The majority of older Americans want to stay in their homes for the rest of their lives. However because of the death of a spouse, separation from friends or family, retirement, and loss of mobility, many elders are living alone. About 28% of older adults in the U.S. ,or 13.8 million people, live alone. This social isolation often results in loneliness and increased health risks.
Research has shown that social isolation and loneliness have lead to higher risks for a variety of physical and mental conditions: high blood pressure, heart disease, obesity, a weakened immune system, anxiety, depression and cognitive decline.
Older Americans can utilize a number of strategies to stay in their home and still avoid the risks of social isolation. One valuable strategy is for seniors to engage with younger people in meaningful ways. Silvernest, a home sharing platform, had just announced an innovative partnership with two Americorps programs, Teach for America in Denver and City Year in Miami.
Homeowners in Denver and Miami connect via Silvernest with young teachers to provide them with rooms in their homes. It’s a win-win for both. The young teachers get affordable rent, guidance in navigating new cities, and an experienced friend. Homeowners will get a source of income, a chance to mentor and make a new friend, plus the prospect of comfort, security and help around the house.
The Little Steps Community Daycare center in rural Georgia, has transformed the lives of children, parents and senior volunteers in their community. Low income families were having a great deal of difficulty finding reasonably priced daycare. Lindsey McCamy, Executive Director of Family Promise of Hall County proposed opening a free day care at an underutilized community center. She recruited elder volunteers who lived in nearby apartments to staff the facility along with professionals.

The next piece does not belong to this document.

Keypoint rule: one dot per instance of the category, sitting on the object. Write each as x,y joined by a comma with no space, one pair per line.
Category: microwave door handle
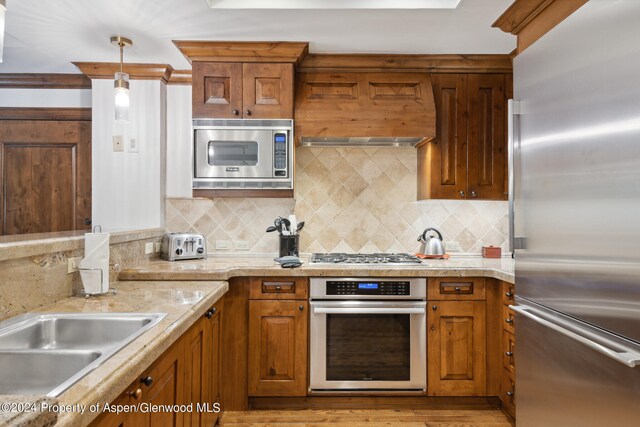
360,310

As a result children get attentive care from staff members and volunteers. Parents have time to hold down a steady job, attend classes and get back on their feet. The center’s older volunteers find connection and purpose caring for their neighbors’ children.
Much research has shown that bringing the generations together in meaningful ways can reduce the impact of several problems and create a win-win for all involved. Younger people can find housing, mentors and after school care. Older people can reduce loneliness, the most significant public health issue of our time and restore purpose in their lives.